Experts acknowledge the plan isn't likely to work and admit they don't know what to do about ballooning numbers of Ross's geese that are denuding large areas of the North.
"It's really unprecedented in waterfowl management history to have a population that's out of control and can't be controlled through hunting," said Jim Leafloor of the Canadian Wildlife Service. "We're not really sure at this point where it's all going to lead."
Ross's geese -- which migrate between Canada's northern coastline and as far south as California -- were once hunted so extensively that their numbers were down to a few thousand in the 1930s. Environmental protections and the spread of agricultural practices that favour bird foraging have changed all that.
Kiel Drake of Bird Studies Canada estimates there are now about two million of the small, white geese. Together with about five million lesser snow geese -- which have tripled their numbers since the 1970s and have similar habits -- that spells big, honking trouble.
"It's the way they feed," said Leafloor. "They strip vegetation from fairly large areas."
Sky-filling flocks are hammering their tundra nesting grounds in the Queen Maud Bird Sanctuary along the Northwest Passage. The destruction follows their migration path south, through the coastal marshes of Hudson Bay and James Bay.
"A lot of that habitat is already destroyed," said Leafloor. "The losses there just continue to mount and expand into other areas."
Grazing geese strip the land bare, exposing soil and peat. Recovery is slow in the Arctic's cold climate and poor soil.
Ripping out vegetation also changes the flow of soil moisture. It draws salts to the surface and prevents normal plants from growing back. That, in turn, affects other birds and animals.
Last week, wildlife service officials asked the Nunavut Wildlife Management Board to agree to have Ross's geese declared overabundant, which would allow managers to expand the hunting season. The board has made a recommendation to federal Environment Minister Peter Kent, who is to make the final decision.
"We think the population of (Ross's geese) might be small enough that it could be controlled through hunting," Leafloor said. "That remains to be seen."
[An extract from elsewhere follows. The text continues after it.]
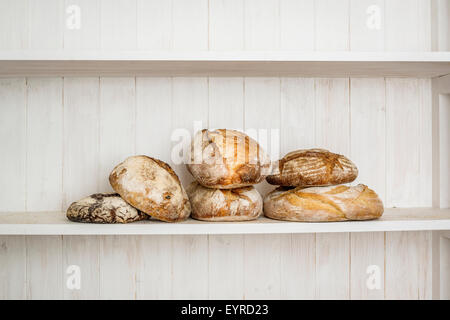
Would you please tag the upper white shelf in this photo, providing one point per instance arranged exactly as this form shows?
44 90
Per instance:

Snow geese were declared overabundant in 1999. Hunters are allowed to shoot them spring through fall, but it hasn't made much difference.
"We think that's an example of a population that's beyond the ability of hunters to control."
Nor is Mother Nature likely to take a hand by reducing numbers through overcrowding and disease. If their regular habitat becomes too degraded or crowded, the birds just find another area and strip it.
Others stay behind and eke out a living on their original feeding grounds, preventing recovery.
"The problem expands as the population expands," Leafloor said.
No one really knows how much of the Arctic is already affected. And no one really knows where the problem is headed.
"Nobody knows what the limits are," said Leafloor.
"We don't know what the carrying capacity of the Arctic is. We don't know how much food is there and how much natural habitat is available to support these geese.
"What we're doing right now is monitoring them and watching the changes in population size and documenting changes in their range.
"But beyond that, what do you do with multimillions of geese?"